Modern televisions are constantly alternating with older entrances. I don’t remember the last one I saw with S-Video. It’s even possible to find some that only support HDMI, and that is likely to become the norm in the decades to come. This means that middle-aged consoles such as the GameCube or the PS2 fall by the wayside. It’s pretty easy to find composite-to-HDMI adapters, or you can give away cleaner cables – there are options for most consoles that plug directly into their video port, too.

The GameCube has a very special option. It natively supports 480p but required an additional cable for component output. It was proprietary, very specialized, and made in limited quantities. As a result, it became incredibly expensive in the aftermarket. After some community work, the cable was eventually reverse engineered, allowing the development of HDMI adapters like the GCHD. The new MKII adapter even has a connector for the Wii’s SCART cable, so you can connect it to an upscaler for an even better picture. Note, however, that the digital output has been removed on later models of the GameCube and this is required for many of these HDMI adapters.


New games for old consoles

So what gift do you get for the gamer who has it all? They can ask what games they’re looking for, then search the aftermarket or find something they’ve never thought of before. Something like a brand new game for their old consoles.

As mentioned earlier, the homebrew market continues to grow over the years. What started with people soldering new ROMs into old consoles has blossomed into what looks like the days of third-party NES cartridges. Now there are real homebrew developer publishers out there who can publish their work. Company like Mega Cat Studios and the long-term AtariAge and RetroUSB frequently update their catalogs with titles that work on systems such as the Atari 2600, NES, SNES, and Sega Genesis.

You can also purchase replica cartridges from a number of seedy online retailers. Be careful though. Some might be perfectly happy with a fake Earthbound, but other players may feel like they are playing a lie.

Sega Genesis / 32X / CD

Energy options

I’m not sure if it’s a sign of my age, but I’m still happy when I see a fancy power strip. Lots of sockets, good distances for power supplies, battery backup, USB connections, USB-C ports! No matter how happy I am with my surge protector, there is always something better.

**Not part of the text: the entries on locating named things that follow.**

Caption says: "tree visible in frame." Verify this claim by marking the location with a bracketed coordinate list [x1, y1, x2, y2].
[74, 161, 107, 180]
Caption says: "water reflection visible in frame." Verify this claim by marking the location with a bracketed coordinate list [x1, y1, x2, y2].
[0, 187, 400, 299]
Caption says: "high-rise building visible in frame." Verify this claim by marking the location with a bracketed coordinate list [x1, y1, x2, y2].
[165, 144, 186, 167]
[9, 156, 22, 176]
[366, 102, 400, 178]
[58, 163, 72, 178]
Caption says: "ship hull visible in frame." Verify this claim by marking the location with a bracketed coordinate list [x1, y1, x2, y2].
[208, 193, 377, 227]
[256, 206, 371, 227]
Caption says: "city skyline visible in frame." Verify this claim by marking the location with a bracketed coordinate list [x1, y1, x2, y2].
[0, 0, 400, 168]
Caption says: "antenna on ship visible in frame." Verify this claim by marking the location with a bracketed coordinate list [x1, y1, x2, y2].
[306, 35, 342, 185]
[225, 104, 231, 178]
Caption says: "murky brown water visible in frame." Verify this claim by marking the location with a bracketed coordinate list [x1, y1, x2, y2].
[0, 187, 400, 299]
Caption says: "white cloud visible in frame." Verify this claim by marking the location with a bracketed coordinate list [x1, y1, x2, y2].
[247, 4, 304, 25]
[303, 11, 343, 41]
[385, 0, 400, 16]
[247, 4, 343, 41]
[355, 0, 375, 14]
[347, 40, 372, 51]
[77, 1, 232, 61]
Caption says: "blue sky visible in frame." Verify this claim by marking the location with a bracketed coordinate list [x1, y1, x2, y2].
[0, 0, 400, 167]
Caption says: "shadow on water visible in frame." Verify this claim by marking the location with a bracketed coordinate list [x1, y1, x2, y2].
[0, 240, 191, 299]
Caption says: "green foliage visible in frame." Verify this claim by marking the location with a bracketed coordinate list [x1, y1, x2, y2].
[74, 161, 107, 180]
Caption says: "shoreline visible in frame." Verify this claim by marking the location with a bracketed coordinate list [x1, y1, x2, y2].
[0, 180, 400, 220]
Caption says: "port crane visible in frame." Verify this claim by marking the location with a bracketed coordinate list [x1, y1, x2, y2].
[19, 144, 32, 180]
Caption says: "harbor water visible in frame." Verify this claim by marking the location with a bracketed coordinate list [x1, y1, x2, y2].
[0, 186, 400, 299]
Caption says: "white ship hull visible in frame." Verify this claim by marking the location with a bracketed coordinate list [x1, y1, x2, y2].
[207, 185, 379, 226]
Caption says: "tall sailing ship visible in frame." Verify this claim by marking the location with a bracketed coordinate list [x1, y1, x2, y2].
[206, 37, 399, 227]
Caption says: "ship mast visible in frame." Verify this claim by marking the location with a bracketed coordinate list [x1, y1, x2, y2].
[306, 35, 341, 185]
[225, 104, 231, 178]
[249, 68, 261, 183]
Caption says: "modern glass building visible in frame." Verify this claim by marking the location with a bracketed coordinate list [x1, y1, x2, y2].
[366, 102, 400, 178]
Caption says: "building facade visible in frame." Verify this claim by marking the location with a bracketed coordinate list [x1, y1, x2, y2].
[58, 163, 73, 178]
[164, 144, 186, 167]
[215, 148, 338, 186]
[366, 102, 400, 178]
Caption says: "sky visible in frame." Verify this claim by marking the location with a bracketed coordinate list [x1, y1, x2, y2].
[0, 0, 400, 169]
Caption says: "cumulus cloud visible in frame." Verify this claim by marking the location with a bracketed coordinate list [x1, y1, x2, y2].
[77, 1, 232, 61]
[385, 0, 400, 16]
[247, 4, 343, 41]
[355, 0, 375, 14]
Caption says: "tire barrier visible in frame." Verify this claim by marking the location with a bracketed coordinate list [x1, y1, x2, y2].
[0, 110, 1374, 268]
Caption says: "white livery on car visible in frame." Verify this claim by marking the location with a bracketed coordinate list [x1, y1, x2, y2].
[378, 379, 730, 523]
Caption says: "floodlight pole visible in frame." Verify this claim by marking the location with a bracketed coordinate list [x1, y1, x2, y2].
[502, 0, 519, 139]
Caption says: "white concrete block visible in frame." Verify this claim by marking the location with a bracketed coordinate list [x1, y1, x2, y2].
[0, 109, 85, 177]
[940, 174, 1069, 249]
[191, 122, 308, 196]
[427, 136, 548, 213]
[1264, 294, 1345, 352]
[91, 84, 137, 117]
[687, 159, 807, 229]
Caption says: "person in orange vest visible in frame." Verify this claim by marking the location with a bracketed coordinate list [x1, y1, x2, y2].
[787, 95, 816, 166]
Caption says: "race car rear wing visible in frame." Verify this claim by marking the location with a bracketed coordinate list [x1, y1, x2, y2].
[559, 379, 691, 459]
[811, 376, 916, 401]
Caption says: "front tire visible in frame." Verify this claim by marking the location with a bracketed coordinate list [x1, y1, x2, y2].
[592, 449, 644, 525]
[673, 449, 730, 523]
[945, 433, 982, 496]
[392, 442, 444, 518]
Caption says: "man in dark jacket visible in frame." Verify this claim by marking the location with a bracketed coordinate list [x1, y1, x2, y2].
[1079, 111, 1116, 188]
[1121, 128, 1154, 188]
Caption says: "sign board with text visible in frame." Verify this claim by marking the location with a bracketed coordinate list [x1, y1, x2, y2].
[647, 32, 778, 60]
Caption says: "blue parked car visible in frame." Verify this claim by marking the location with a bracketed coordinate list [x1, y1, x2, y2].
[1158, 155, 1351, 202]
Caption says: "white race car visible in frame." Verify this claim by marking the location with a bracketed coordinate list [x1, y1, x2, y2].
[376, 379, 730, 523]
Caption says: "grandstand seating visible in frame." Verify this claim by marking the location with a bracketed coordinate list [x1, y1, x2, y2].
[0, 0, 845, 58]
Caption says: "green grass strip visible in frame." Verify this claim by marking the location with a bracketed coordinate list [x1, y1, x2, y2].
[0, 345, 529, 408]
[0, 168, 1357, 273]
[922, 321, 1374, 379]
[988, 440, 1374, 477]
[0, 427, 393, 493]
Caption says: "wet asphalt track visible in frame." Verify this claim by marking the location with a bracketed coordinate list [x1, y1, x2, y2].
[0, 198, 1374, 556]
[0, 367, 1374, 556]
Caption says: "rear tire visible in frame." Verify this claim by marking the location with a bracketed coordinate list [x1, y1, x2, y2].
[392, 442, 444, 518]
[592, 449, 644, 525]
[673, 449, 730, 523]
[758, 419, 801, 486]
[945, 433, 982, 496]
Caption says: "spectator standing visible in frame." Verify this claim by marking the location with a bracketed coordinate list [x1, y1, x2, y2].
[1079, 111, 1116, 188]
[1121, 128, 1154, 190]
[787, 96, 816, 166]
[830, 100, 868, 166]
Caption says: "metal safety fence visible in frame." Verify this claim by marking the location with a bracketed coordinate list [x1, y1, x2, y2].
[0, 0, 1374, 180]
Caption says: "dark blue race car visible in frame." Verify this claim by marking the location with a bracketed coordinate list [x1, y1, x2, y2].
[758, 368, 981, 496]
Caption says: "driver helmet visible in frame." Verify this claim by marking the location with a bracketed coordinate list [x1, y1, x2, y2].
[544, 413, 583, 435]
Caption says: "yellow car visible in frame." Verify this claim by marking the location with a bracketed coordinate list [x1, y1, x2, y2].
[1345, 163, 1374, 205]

Console power supplies can be hard to come by, and you need to be careful when purchasing aftermarket power supplies to ensure that they perform well as the original equipment and will not damage a console. That’s not to say they are all bad, but you may need to read them first. The original is not always a good idea either. Take the old Commodore 64 power supplies, for example. They were made cheaply and the voltage regulator has a habit of failing, essentially killing your C64 with a spike in power. This is where the aftermarket comes in, just make sure you do your research before buying.

However, what Christmas would make any die-hard retro gamer is an all-in-one Genesis / 32X / CD power supply. Anyone who owns the entire Sega stack can tell you it is a chore to set up. Each individual component has its own adapter, which offers a lot of space on a power strip. Fortunately, someone came in and cleaned the squid.

Zoey Handley

Zoey is a crazy gaming hobbyist. She has played video games all her life and is a lover of new and retro games. She enjoys digging through the dirt and picking out the games that are perfectly fine if you clean them up a bit.